I have a list of 80 rdds that I want to process and then ultimately join. The "process" part consists of doing a map and a reduce by key for each rdd. Then I'm "joining" them by doing an union. Here's a sketch of my code:

rdds0.foreach(_.persist()) //rdds0 are persisted

//trigger a map and a shuffle for each rdd
vals rdds = rdds0.map(rdd => rdd.map(f1).reduceByKey(f2))

//action on the union of the rdds
sparkContext.union(rdds).collect()

However, I have issues with the DAG that is generated. Indeed the DAG that is generated by spark is like so:

  • 80 stages, one for each "map" of each RDD

  • 1 final stage for the union, that starts with 80 reduceByKey in parallel

I have an issue with the part in bold. AFAIK, this means that for the last task, Spark will schedule in parallel 80 reducebykey, where each of them is taking lots of memory. It seems more efficient to be able to do the reduceByKey() for each rdd individually as soon as the map stage is done for this RDD. Instead, no reduceByKey can be performed before all the map stages are done, and then they are all scheduled at the same time.

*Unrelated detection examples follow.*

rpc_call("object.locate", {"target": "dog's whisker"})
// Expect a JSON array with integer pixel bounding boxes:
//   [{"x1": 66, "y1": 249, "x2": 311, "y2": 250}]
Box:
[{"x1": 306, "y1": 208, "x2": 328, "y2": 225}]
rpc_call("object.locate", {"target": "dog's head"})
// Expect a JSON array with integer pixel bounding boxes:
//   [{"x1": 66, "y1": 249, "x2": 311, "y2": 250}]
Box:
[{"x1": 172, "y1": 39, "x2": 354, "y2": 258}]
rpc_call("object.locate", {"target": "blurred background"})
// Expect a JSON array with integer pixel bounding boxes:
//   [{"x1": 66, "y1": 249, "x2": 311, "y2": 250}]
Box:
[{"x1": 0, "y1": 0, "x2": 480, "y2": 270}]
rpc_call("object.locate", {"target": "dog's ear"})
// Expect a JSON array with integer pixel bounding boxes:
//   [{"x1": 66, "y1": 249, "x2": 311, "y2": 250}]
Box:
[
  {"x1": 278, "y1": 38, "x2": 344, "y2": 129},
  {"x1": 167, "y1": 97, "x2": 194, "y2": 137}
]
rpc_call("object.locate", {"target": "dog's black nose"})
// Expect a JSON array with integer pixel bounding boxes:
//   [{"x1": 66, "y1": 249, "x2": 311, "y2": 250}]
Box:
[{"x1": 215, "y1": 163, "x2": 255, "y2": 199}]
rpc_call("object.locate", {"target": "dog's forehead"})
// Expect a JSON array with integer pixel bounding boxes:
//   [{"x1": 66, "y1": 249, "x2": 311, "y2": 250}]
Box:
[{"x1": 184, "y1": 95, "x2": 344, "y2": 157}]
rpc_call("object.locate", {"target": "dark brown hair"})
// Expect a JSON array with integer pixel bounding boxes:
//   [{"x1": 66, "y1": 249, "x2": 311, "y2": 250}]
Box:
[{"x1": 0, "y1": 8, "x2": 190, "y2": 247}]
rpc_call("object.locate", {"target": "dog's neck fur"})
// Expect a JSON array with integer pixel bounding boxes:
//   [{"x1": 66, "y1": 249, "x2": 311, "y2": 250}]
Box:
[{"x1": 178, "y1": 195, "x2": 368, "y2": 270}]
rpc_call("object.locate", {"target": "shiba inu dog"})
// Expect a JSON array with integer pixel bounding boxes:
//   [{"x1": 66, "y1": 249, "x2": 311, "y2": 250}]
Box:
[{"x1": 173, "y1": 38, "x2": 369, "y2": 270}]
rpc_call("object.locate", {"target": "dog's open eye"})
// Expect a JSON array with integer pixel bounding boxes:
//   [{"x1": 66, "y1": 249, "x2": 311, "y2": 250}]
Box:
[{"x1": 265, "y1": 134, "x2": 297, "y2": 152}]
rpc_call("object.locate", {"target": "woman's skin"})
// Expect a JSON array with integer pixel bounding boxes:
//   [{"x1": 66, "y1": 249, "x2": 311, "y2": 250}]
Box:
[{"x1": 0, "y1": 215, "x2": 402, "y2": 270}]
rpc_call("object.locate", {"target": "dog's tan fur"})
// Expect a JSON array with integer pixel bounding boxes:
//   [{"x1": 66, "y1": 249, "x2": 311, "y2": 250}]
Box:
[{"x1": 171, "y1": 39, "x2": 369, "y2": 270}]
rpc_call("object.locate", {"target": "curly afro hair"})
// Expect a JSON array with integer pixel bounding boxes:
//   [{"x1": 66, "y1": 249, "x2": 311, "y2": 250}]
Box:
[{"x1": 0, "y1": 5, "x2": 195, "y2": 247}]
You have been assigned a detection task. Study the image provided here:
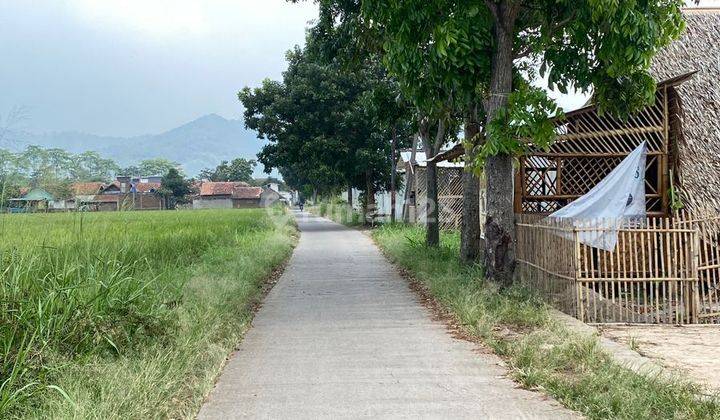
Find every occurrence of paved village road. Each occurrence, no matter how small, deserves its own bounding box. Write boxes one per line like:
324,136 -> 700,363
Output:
199,213 -> 575,419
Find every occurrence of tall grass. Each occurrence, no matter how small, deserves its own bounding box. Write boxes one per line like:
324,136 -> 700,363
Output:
373,225 -> 720,419
0,210 -> 293,418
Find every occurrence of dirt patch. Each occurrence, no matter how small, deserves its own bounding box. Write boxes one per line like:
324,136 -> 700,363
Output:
599,325 -> 720,392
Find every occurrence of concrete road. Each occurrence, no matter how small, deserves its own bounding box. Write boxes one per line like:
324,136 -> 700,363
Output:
199,213 -> 575,419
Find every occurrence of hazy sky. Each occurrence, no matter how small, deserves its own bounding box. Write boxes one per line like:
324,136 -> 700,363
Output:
0,0 -> 317,136
0,0 -> 720,136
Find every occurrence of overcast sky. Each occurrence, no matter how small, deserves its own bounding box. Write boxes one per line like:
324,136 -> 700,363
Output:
0,0 -> 317,136
0,0 -> 720,136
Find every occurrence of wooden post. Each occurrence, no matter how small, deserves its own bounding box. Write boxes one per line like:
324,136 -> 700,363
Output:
512,157 -> 525,213
690,229 -> 700,324
573,227 -> 585,322
390,127 -> 397,223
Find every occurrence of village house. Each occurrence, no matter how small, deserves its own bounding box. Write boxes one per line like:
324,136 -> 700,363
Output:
433,9 -> 720,324
8,188 -> 55,213
193,181 -> 281,209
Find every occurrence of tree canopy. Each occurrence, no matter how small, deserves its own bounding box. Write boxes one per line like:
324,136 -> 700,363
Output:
238,31 -> 409,197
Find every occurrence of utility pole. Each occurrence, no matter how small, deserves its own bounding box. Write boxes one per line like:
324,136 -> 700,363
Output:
390,126 -> 397,223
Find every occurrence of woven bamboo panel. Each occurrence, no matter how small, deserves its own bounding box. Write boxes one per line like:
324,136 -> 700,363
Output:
515,89 -> 675,216
415,167 -> 463,229
517,214 -> 720,324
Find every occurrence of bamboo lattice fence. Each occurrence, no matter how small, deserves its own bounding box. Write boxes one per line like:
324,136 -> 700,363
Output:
517,214 -> 720,324
415,167 -> 463,229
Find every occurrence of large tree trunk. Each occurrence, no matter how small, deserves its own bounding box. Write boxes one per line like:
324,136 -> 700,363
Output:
483,0 -> 518,286
390,127 -> 397,223
460,118 -> 480,263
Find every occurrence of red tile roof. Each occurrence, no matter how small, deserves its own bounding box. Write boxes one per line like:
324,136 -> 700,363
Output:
200,182 -> 262,199
89,194 -> 120,203
135,182 -> 162,193
72,182 -> 105,195
233,187 -> 262,199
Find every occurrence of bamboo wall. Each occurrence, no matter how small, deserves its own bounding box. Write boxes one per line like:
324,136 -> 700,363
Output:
415,167 -> 463,229
517,214 -> 720,324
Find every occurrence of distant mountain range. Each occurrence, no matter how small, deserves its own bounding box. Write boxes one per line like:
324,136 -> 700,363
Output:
8,114 -> 266,176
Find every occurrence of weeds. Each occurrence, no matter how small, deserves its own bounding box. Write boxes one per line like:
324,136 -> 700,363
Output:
373,225 -> 720,419
0,210 -> 292,418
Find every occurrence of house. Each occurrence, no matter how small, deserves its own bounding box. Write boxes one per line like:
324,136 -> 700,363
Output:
434,9 -> 720,324
193,181 -> 281,209
8,188 -> 55,213
433,9 -> 720,220
87,176 -> 165,211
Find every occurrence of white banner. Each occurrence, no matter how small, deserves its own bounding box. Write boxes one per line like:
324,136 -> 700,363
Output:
548,142 -> 647,251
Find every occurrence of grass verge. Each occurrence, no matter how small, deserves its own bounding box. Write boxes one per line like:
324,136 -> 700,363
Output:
0,209 -> 296,419
373,225 -> 720,419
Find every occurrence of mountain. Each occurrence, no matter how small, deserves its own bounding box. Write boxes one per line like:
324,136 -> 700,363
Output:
8,114 -> 267,176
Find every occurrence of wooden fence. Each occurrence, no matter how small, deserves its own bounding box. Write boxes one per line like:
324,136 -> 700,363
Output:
517,215 -> 720,324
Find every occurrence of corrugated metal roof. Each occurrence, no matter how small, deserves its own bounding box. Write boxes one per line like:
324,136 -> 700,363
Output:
200,181 -> 255,198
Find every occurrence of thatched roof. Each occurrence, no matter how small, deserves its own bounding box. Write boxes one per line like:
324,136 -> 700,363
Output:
651,9 -> 720,214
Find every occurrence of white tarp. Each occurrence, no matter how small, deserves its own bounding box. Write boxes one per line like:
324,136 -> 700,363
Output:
548,142 -> 647,251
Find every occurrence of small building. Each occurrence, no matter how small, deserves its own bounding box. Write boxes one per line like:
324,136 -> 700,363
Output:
90,176 -> 165,211
193,181 -> 281,209
8,188 -> 55,213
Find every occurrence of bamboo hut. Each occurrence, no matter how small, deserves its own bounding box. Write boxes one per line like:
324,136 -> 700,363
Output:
434,9 -> 720,324
515,9 -> 720,324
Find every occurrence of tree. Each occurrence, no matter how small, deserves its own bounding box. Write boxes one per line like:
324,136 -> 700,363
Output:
363,0 -> 683,285
363,0 -> 490,246
159,168 -> 193,209
200,158 -> 257,184
238,37 -> 404,204
470,0 -> 684,285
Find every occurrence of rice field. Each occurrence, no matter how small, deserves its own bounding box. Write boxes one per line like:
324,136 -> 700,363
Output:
0,209 -> 295,418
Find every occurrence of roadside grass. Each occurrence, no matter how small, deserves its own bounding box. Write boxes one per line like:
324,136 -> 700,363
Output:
373,224 -> 720,419
0,209 -> 296,419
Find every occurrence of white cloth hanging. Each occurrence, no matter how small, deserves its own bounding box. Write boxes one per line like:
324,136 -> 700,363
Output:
548,142 -> 647,251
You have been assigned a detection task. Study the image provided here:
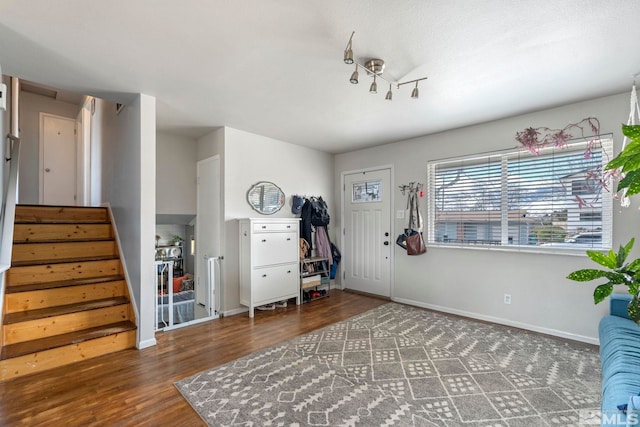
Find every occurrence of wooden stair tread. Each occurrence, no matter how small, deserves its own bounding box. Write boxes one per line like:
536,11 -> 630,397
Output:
5,275 -> 124,294
13,237 -> 115,245
14,205 -> 110,224
11,255 -> 119,267
0,321 -> 136,360
4,297 -> 129,325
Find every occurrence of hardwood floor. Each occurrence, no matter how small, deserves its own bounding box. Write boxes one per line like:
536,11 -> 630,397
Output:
0,291 -> 387,427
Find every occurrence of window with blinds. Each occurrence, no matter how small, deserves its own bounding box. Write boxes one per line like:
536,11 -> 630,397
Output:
427,137 -> 613,251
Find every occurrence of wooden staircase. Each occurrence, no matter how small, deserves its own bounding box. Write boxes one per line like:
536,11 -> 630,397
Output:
0,205 -> 136,381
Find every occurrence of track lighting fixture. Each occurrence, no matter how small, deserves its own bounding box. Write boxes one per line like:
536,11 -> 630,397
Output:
344,31 -> 355,65
369,75 -> 378,93
411,82 -> 420,99
349,65 -> 358,85
343,31 -> 427,101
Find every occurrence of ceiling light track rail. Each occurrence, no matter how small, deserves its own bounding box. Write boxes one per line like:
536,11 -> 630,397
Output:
343,31 -> 428,101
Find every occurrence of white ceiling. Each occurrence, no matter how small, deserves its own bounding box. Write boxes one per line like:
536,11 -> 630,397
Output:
0,0 -> 640,153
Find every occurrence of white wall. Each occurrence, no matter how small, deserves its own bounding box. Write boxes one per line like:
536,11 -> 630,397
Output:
97,94 -> 156,348
19,91 -> 80,204
156,132 -> 198,215
334,94 -> 640,342
0,74 -> 11,208
205,128 -> 337,313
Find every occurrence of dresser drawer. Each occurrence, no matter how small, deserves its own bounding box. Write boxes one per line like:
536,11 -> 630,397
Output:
251,264 -> 300,305
253,222 -> 297,233
251,232 -> 300,266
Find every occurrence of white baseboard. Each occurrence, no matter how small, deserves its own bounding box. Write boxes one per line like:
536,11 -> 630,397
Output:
222,307 -> 249,316
136,338 -> 157,350
391,298 -> 600,345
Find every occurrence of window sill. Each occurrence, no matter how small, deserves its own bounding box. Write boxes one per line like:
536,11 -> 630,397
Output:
427,243 -> 609,257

Is there a way to force Spark somehow to execute the redueByKey() operations ASAP instead of waiting for all the map tasks? I thought this was a matter of union() creating a PartitionerAwareUnionRDD instead of a UnionRDD() but it seems that both RDD types generate the same DAG.

1

1 Answers

1
votes

reduceByKey is a wide transformation - this means it has:

  • "map-side" component - part of the operation that happens before shuffle - contained in the first stage in your DAG.
  • "reduce-side" component - part of the operation which happens after the shuffle - contained in the second stage of your DAG.

The results of the "reduce-side" component are piped directly to union. There is really nothing to optimize in this case.